The workshop is hosted at UWRF and funded by a grant from the federal Elementary and Secondary Education Act, which provides professional development for educators.
Teachers can earn graduate academic credit and are taught by faculty from the UWRF College of Arts and Sciences, College of Education and Professional Studies, and the College of Business, as well as peer K-12 teachers.
For the past three years, UWRF has offered the seminars to teachers in less populated, northern Wisconsin counties where professional development opportunities are not readily available. Now for the first time the seminars are being offered in this region.
Mary Manke, associate dean of the college of education and professional studies, said that it was time to "bring the project home" for local teachers.
Some 37 teachers from Prescott, Ellsworth, River Falls, St. Croix Central, Hudson, Somerset and Osceola were invited to attend the seminar to introduce new content to use in classrooms through techniques called "backward design" and to enhance learning for all students through "differentiated instruction."

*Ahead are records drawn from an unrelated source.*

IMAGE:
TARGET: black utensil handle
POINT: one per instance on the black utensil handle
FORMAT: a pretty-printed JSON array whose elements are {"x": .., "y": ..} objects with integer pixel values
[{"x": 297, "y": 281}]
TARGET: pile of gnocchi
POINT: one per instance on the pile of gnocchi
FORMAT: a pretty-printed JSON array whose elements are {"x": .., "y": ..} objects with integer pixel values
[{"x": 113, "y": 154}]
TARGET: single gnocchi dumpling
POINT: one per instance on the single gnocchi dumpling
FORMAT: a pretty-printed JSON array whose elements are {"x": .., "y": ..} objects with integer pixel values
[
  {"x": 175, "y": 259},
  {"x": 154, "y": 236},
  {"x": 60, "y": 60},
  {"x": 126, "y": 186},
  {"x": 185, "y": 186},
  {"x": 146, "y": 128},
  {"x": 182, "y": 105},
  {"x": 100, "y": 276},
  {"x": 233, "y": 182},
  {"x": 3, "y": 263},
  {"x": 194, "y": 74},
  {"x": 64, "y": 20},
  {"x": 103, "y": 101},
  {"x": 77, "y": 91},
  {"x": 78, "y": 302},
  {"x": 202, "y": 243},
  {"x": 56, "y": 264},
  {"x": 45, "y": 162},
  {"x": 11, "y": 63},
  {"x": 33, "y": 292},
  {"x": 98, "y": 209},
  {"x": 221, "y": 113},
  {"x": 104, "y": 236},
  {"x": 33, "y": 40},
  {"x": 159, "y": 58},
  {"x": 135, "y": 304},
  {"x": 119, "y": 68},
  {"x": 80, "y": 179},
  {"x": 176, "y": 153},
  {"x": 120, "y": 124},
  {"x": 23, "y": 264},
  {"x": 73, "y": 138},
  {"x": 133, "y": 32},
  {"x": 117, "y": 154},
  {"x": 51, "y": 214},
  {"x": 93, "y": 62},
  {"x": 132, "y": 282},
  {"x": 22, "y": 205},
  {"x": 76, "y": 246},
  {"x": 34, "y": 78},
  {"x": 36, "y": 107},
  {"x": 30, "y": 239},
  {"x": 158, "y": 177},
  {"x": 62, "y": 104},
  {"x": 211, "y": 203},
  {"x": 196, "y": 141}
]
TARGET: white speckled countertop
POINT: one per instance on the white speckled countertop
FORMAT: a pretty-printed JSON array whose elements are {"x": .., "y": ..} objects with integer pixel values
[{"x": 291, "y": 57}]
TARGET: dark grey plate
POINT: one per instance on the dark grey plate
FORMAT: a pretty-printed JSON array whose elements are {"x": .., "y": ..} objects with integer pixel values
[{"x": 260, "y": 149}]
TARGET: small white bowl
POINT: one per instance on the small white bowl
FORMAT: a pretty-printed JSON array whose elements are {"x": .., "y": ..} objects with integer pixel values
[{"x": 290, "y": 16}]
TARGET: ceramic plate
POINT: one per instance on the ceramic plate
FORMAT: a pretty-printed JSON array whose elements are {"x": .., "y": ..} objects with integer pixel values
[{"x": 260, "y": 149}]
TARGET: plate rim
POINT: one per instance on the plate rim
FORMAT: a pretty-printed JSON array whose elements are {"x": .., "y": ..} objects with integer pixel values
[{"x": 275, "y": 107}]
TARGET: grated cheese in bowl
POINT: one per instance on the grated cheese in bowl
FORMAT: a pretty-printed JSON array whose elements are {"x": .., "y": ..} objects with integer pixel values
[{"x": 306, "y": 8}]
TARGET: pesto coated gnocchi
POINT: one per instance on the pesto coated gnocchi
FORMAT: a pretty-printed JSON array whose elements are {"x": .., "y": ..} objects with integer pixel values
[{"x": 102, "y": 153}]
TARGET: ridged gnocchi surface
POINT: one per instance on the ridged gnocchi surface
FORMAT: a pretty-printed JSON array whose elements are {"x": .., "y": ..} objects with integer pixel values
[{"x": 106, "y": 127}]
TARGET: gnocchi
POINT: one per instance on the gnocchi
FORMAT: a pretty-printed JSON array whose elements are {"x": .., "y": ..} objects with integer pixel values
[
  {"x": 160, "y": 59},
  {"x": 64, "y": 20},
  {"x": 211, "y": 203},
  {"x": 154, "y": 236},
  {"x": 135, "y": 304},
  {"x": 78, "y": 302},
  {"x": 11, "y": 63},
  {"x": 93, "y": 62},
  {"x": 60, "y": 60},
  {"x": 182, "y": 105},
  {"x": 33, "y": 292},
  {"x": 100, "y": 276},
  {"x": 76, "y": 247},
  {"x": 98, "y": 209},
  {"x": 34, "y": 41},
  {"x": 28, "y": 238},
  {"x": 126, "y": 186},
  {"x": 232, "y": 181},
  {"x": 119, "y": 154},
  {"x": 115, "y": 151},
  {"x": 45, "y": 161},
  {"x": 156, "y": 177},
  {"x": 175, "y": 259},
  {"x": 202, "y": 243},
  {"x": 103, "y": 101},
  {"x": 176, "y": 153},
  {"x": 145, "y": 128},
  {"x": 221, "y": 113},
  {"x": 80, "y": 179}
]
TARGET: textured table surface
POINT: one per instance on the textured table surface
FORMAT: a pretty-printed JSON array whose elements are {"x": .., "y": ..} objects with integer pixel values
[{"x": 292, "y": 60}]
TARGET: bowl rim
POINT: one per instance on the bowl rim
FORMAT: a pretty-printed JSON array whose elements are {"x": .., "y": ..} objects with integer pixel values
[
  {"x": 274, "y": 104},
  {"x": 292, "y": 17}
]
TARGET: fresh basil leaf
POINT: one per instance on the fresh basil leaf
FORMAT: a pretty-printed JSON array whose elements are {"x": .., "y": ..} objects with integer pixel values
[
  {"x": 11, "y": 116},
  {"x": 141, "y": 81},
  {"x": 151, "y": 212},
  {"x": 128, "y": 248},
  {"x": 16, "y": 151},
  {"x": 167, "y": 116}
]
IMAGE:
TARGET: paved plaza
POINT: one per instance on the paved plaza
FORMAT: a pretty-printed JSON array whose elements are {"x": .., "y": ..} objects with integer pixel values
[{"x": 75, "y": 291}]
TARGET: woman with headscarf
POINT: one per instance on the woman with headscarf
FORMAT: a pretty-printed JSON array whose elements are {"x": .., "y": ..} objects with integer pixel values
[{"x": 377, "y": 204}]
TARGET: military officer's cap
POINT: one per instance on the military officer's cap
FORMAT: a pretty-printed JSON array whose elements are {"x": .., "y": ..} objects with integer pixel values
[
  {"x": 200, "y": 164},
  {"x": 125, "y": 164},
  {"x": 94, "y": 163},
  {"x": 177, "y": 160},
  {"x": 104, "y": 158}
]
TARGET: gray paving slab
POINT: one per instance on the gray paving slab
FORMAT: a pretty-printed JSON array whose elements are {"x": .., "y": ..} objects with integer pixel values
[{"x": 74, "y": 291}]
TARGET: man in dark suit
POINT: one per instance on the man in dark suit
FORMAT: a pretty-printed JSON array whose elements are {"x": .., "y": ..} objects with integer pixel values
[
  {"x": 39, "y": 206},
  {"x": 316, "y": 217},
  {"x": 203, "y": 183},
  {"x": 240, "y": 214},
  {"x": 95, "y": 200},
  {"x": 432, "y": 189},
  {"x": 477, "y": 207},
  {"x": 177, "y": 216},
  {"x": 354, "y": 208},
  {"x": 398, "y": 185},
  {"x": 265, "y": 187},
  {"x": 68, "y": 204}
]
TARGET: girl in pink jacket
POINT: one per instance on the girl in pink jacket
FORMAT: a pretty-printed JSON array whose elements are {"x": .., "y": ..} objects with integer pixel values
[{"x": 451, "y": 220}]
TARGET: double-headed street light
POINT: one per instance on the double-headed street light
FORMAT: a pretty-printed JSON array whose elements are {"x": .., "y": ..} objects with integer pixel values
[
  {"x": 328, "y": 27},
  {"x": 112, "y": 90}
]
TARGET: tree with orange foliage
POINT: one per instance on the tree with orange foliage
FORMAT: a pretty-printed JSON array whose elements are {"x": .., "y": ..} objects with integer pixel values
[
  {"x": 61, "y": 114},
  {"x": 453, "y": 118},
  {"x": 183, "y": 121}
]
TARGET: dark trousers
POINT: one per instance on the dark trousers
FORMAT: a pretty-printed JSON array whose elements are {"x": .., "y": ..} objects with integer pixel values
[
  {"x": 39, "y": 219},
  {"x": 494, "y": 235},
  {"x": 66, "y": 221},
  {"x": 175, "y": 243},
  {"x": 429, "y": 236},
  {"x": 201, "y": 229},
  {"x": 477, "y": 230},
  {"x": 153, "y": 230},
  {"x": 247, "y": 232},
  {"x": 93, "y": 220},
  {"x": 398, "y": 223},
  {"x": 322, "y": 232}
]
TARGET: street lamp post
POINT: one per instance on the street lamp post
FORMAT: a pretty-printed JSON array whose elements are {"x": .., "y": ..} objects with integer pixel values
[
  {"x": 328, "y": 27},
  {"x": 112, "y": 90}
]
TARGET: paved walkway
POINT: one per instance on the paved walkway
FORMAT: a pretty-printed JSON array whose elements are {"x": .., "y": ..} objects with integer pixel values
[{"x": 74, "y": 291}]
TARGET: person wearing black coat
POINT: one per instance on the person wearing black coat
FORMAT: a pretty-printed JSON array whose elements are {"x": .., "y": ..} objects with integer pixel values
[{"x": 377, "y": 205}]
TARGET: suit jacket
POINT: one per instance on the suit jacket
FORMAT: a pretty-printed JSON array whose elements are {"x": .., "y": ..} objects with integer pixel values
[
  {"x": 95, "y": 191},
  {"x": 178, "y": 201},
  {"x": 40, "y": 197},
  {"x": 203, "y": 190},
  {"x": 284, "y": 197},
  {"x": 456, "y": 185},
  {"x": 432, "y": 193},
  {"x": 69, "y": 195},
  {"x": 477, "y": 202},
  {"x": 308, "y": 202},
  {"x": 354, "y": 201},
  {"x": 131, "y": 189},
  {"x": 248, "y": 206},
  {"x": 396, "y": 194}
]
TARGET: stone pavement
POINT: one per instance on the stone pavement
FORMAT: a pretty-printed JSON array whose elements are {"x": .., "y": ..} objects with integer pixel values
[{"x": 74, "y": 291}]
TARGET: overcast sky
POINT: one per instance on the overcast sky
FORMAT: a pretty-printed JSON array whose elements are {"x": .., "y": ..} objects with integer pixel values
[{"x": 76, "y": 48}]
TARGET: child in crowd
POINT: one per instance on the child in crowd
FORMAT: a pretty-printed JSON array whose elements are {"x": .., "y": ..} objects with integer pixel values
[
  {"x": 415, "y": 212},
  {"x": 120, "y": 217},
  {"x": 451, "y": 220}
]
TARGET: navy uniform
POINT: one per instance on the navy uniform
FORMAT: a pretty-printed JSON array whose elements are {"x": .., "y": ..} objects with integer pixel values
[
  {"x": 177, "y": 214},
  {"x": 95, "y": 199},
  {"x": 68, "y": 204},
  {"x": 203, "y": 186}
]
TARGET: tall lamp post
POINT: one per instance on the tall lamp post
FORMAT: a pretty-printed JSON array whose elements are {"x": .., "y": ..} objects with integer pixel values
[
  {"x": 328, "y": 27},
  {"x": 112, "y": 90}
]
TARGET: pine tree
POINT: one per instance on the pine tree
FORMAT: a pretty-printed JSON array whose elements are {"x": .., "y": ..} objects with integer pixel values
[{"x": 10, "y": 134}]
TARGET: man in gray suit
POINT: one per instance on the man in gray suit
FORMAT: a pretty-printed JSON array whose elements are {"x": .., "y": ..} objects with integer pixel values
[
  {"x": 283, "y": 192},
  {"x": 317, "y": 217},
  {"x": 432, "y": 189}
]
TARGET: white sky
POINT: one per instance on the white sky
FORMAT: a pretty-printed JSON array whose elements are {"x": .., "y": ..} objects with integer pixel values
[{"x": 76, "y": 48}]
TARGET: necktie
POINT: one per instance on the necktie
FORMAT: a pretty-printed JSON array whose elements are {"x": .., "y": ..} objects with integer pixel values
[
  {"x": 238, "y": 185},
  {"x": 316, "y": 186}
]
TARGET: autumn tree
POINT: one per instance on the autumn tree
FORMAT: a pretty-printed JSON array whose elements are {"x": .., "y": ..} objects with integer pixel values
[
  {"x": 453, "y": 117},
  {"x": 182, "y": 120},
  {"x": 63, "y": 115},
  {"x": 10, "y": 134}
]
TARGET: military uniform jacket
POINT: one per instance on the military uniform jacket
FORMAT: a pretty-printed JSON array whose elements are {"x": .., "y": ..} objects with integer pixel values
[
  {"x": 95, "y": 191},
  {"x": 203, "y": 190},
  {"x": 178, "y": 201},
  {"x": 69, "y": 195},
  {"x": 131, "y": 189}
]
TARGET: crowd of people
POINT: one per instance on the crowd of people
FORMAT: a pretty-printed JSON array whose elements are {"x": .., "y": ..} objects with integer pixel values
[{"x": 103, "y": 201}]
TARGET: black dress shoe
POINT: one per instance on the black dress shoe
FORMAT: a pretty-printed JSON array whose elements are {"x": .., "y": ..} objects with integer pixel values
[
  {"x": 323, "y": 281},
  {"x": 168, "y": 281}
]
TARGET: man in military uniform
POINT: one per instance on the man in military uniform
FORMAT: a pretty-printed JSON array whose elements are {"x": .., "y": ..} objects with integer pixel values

Backward design means that teachers first decide what concepts the students will learn and then design the classroom activities to teach students those concepts. Traditionally teachers begin by planning activities for their classes and then plan concepts to teach around those activities.
Differentiated instruction is a process to approach teaching and learning for students of differing abilities in the same class. The process recognizes the diversity of students' background knowledge, readiness, language, preferences in learning, interests, and ability to react responsively. The intent of differentiated instruction is to maximize each student's growth and individual success by meeting or assisting each student at where he or she is in the learning process.
Combining backward design with differentiated instruction helps teachers adapt instruction so all kids along the spectrum of abilities are able to benefit from the unit, Manke said.
The first week of the seminar focused on new, exciting content to apply in classrooms from new studies, current literature and other timely materials available in their content areas.
In the second week, teachers used backward design and differentiated instruction to plan units for use in their classrooms.
The workshop will offered next summer to selected districts, Manke said.